The next step for Gilroy and his team is to delve deeper into the signalling process on a cellular level, dissecting the genes and proteins responsible. In comparison to our understanding of human nerve cells, Gilroy admits that the equivalent responses in plants are still barely understood. He also intends to widen the scope of the study and look at other signals that plants send out – signals regarding temperature and changes in light and touch.
Though Gilroy is happy enough to study plant mechanisms simply for the joy of understanding (‘I’m a university professor!’), he explains that there may be a wider use for the research, albeit a long way in the future.
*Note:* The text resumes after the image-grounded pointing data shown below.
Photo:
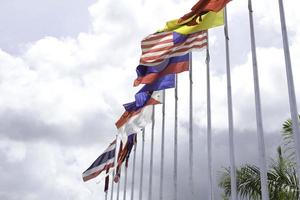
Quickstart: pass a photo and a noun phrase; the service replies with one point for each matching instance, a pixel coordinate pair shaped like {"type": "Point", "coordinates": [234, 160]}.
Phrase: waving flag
{"type": "Point", "coordinates": [160, 46]}
{"type": "Point", "coordinates": [124, 154]}
{"type": "Point", "coordinates": [144, 94]}
{"type": "Point", "coordinates": [104, 162]}
{"type": "Point", "coordinates": [165, 82]}
{"type": "Point", "coordinates": [201, 8]}
{"type": "Point", "coordinates": [135, 120]}
{"type": "Point", "coordinates": [173, 65]}
{"type": "Point", "coordinates": [195, 24]}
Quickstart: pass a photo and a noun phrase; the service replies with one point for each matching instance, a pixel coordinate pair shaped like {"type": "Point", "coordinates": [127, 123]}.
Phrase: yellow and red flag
{"type": "Point", "coordinates": [205, 14]}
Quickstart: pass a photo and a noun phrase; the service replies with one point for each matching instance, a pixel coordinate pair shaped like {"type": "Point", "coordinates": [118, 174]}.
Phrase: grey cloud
{"type": "Point", "coordinates": [25, 21]}
{"type": "Point", "coordinates": [26, 126]}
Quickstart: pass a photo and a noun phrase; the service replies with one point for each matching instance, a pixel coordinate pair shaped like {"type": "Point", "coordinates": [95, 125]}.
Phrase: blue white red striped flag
{"type": "Point", "coordinates": [165, 82]}
{"type": "Point", "coordinates": [104, 162]}
{"type": "Point", "coordinates": [173, 65]}
{"type": "Point", "coordinates": [134, 121]}
{"type": "Point", "coordinates": [159, 46]}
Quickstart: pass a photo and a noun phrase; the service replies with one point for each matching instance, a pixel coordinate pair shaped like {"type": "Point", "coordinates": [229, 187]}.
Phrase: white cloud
{"type": "Point", "coordinates": [71, 90]}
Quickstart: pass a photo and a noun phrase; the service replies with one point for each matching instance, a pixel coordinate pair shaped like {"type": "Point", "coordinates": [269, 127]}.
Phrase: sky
{"type": "Point", "coordinates": [66, 68]}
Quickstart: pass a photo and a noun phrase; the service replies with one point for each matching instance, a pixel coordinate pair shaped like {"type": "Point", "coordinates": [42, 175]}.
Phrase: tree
{"type": "Point", "coordinates": [282, 178]}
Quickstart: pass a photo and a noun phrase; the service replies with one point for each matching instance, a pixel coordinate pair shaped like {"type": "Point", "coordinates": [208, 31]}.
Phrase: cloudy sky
{"type": "Point", "coordinates": [66, 68]}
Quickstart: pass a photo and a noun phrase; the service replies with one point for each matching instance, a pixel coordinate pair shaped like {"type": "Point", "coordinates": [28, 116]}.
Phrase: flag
{"type": "Point", "coordinates": [124, 153]}
{"type": "Point", "coordinates": [158, 47]}
{"type": "Point", "coordinates": [104, 162]}
{"type": "Point", "coordinates": [173, 65]}
{"type": "Point", "coordinates": [201, 8]}
{"type": "Point", "coordinates": [144, 94]}
{"type": "Point", "coordinates": [135, 120]}
{"type": "Point", "coordinates": [195, 24]}
{"type": "Point", "coordinates": [165, 82]}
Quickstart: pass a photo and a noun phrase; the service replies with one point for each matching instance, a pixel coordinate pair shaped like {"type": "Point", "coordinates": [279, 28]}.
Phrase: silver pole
{"type": "Point", "coordinates": [230, 115]}
{"type": "Point", "coordinates": [125, 184]}
{"type": "Point", "coordinates": [113, 175]}
{"type": "Point", "coordinates": [112, 186]}
{"type": "Point", "coordinates": [259, 120]}
{"type": "Point", "coordinates": [175, 138]}
{"type": "Point", "coordinates": [209, 133]}
{"type": "Point", "coordinates": [133, 172]}
{"type": "Point", "coordinates": [151, 155]}
{"type": "Point", "coordinates": [162, 148]}
{"type": "Point", "coordinates": [291, 88]}
{"type": "Point", "coordinates": [118, 186]}
{"type": "Point", "coordinates": [142, 167]}
{"type": "Point", "coordinates": [191, 128]}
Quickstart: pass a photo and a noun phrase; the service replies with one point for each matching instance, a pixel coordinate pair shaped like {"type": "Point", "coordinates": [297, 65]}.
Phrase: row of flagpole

Once scientists have managed to identify the specific genes that make the signalling process work and can understand what happens when you switch those genes on and off, it’s not hard to think about the potential.
‘You can imagine that we should be able to take a crop plant and switch on its defences on-call,’ says Gilroy. ‘We’re nowhere near that point yet but once we get there – say you’re in a field and you predict there’s going to be an outbreak of some pest, you could go in and pre-defend all of the plants in the field, but you do it on-call so the plants aren’t wasting their resources defending themselves the whole time.’
For now though, Gilroy is happy to simply increase understanding of plants. He is energetic in his insistence that they are much more active than they let on. For that reason he’s as enthusiastic about the way the videos bring the response process to life as he is about the future potential of the research.
‘When you look at a plant, just because it doesn’t do what we do, and it doesn’t move, that doesn’t mean it isn’t doing anything. They’re hugely dynamic organisms,’ he says. ‘They are running as fast as a human being does in order to deal with the world around them. If you are stroking your plant, it knows you are there.’